The folks who buy newspapers are swimming against the tide anyway, as newspapers are having a hard time keeping eyeballs right now. To buy a newspaper that is prospering in a pro gun environment, promoting pro gun views maybe, and turn it into the opposite is very courageous. To buy one that has been losing revenue, customers and money in hopes of turning it around is even more so. As Warren Buffett put it, "When a management with a reputation for brilliance tackles a business with a reputation for bad economics, it is the reputation of the business that remains intact."
Nobody HAS to read a newspaper, or advertize in one. There are work-arounds, unless you are the local supermarket running full page ads for specials every week, etc.
Customers ultimately determine a business' policies.
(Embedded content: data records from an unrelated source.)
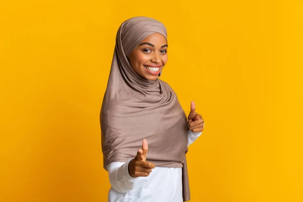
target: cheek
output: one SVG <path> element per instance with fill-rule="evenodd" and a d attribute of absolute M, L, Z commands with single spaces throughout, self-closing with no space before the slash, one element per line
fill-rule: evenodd
<path fill-rule="evenodd" d="M 137 59 L 138 59 L 137 64 L 142 65 L 150 60 L 150 57 L 148 55 L 140 53 L 137 56 Z"/>
<path fill-rule="evenodd" d="M 167 63 L 168 60 L 168 57 L 167 54 L 165 56 L 163 56 L 163 57 L 162 58 L 162 62 L 163 63 L 163 64 L 164 65 L 165 65 L 166 63 Z"/>

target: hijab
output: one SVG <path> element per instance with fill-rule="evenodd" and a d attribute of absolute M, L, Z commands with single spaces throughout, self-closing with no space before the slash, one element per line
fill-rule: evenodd
<path fill-rule="evenodd" d="M 120 26 L 100 113 L 104 167 L 135 157 L 143 138 L 148 142 L 146 161 L 156 166 L 182 168 L 183 197 L 190 199 L 185 154 L 186 115 L 166 82 L 148 80 L 136 73 L 128 60 L 145 38 L 166 28 L 145 17 L 130 18 Z"/>

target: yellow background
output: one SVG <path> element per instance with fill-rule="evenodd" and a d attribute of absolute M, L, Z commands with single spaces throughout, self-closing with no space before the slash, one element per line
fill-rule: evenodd
<path fill-rule="evenodd" d="M 137 16 L 166 26 L 161 78 L 205 120 L 187 156 L 191 201 L 303 201 L 291 0 L 3 1 L 0 201 L 107 201 L 99 112 L 116 32 Z"/>

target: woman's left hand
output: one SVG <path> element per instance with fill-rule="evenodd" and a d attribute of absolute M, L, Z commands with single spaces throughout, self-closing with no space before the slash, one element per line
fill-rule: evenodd
<path fill-rule="evenodd" d="M 190 105 L 190 112 L 188 115 L 187 122 L 188 128 L 193 132 L 200 132 L 204 129 L 204 120 L 202 116 L 196 113 L 195 105 L 193 102 Z"/>

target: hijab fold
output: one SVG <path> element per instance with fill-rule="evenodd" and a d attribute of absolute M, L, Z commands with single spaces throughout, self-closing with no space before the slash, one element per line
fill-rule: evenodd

People who are pro gun will eventually get tired of an anti-newspaper and not subscribe anymore, if the anti slant becomes prominent. Or, they get lots of practice writing letters to the editor, pointing out the absurdities in the editorial slant. It might be the start of a whole new career for someone.
If you try to offend nobody, you will eventually offend everybody.
And, if you get too crazy, some busybody might be tempted to start up another newspaper and attract all your eyeballs.